However, in my opinion, there should be a proportionality between the concentration and the peak intensity, not the peak area.
There is a proportionality between both peak area vs. concentration and peak height vs. concentration.
Peak height is proportional to the instantaneous amount of analyte that is transiting the detector.
Peak area is proportional to the sum of all of analyte moleucles that have transited the detector.
From 1 and 2 you might be able to infer the relationship betweeen peak height $h$ and area $A$: $$A = \int{h(t)\;dt}$$
People are usually interested in the total amount of substance injected into the column. (If they know the injection volume, they can calculate the concentration from this value.) The total amount of substance would be calculated from the peak area.
The maximal peak height is proportional to the peak area, but only if the peak "shape" is constant. Here are some scenarios where peak shape will not be constant:
- You want to compare injection #2 you made on your column two years ago to injection #2000 that you made recently. Due to column degradation, the recent injections have much more noticeable peak tailing. Because the longer tail leads to wider, asymmetric peaks, there will be less total height at the peak maximum relative to "better", symmetric peaks.
- You change the flow rate of the HPLC. All peaks are narrower, and thus, higher.
- The scan rate of your detector changes, and the detector reports "counts" or "intensity" rather than counts per time. This is actually very common for mass spectrometers, but less common for absorbance detectors. If you scan twice as fast in MS, your peak heights go down by approximately twofold, but you have data points twice as often, so the peak area is relatively unchanged.

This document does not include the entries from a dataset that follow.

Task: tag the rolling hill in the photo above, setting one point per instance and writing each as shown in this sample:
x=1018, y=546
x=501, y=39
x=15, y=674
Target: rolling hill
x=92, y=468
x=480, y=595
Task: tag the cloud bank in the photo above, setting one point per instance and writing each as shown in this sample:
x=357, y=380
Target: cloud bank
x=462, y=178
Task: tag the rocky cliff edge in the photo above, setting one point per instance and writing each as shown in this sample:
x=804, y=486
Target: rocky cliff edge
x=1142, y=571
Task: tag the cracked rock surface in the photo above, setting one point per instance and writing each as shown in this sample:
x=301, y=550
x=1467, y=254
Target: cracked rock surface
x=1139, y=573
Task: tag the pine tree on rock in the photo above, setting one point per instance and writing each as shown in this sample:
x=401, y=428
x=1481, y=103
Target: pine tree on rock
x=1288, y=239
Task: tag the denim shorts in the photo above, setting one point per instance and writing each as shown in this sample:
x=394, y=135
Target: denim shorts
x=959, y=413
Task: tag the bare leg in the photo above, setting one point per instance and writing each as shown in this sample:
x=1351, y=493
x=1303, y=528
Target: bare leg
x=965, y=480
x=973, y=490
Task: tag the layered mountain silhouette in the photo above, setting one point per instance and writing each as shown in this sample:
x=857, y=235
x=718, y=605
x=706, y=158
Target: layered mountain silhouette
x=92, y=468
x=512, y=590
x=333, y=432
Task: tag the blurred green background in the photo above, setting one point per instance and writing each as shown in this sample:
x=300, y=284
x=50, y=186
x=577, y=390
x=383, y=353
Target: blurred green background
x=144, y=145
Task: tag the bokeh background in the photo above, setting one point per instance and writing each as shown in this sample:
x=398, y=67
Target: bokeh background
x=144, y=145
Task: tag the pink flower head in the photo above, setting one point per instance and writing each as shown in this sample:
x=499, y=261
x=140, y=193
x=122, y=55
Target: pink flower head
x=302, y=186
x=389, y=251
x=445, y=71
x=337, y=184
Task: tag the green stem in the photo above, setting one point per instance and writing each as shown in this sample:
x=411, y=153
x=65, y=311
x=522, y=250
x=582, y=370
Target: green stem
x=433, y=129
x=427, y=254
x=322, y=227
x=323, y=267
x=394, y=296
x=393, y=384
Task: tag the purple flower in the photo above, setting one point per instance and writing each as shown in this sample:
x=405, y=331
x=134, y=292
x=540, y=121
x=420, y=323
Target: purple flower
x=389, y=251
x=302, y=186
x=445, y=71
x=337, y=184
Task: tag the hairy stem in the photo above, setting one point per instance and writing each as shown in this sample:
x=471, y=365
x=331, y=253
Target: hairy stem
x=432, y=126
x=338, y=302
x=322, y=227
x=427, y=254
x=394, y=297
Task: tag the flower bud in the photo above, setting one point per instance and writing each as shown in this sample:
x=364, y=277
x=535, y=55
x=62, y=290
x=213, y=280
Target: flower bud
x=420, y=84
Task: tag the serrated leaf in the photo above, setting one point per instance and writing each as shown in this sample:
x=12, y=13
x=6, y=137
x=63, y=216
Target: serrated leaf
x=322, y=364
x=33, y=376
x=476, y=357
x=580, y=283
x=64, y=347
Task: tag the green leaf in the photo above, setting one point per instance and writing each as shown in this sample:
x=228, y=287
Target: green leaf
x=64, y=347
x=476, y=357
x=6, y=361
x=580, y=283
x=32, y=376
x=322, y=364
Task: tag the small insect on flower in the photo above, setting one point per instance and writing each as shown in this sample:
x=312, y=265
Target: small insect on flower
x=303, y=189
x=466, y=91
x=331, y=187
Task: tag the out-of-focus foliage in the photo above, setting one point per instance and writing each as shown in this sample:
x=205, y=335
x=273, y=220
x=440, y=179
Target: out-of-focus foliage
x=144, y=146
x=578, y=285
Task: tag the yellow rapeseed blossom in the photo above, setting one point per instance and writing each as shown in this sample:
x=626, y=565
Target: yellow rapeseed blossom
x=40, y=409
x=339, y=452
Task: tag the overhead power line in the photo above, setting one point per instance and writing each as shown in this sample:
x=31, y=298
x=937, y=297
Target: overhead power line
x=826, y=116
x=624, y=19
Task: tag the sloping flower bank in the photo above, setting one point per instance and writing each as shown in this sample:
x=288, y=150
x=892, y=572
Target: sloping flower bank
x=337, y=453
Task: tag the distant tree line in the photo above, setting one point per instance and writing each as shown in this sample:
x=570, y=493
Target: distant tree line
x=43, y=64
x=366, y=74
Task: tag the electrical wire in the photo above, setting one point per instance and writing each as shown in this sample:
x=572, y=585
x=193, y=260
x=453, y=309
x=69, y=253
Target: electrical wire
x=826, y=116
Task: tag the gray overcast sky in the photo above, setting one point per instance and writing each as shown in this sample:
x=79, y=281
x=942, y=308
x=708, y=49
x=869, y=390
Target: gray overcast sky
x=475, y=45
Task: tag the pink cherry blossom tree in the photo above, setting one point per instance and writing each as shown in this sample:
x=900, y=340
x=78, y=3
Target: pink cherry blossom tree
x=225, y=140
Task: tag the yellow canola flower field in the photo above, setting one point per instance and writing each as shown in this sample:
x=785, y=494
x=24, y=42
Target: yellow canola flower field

- Your detector undersamples the peak. Say your chromatography is nice and the "real" peak shape is nicely gaussian, but is ~ten seconds wide and your detector only gives you a data point every two seconds. Say that due to very small random drifts in retention time, on some injections one of the data points coincides exactly with the maximum of the "real" peak, but in others, it is a little bit off. The peak heights in this scenario will vary considerably more than the peak areas. (If the recorded maximum is off-center from the true maximum, there will be two data points that are higher, i.e. "closer" to the maximum than if the data maximum coincides with the true maximum, so integration will partially correct this error.) Essentially, the peak maximum is a single-point sample from the gaussian distribution of the peak, while the area is a several-point sample from the gaussian distribution, so it has better sampling properties.
Is there any mathematical relation between the peak area and the concentration?
Yes, there is, but it depends on the peak shape. For perfectly gaussian peaks, $$h_{max} = \frac{A}{\sigma \sqrt{\tau}}$$
where $\tau$ is $2 \pi$ and $\sigma$ is the width of the peak, which is related to the full-width at half-maximum of the peak by $\mathrm{FWHM} = 2 \sigma \sqrt{2 \ln 2}$.
However, for non-gaussian peaks, this relationship does not hold.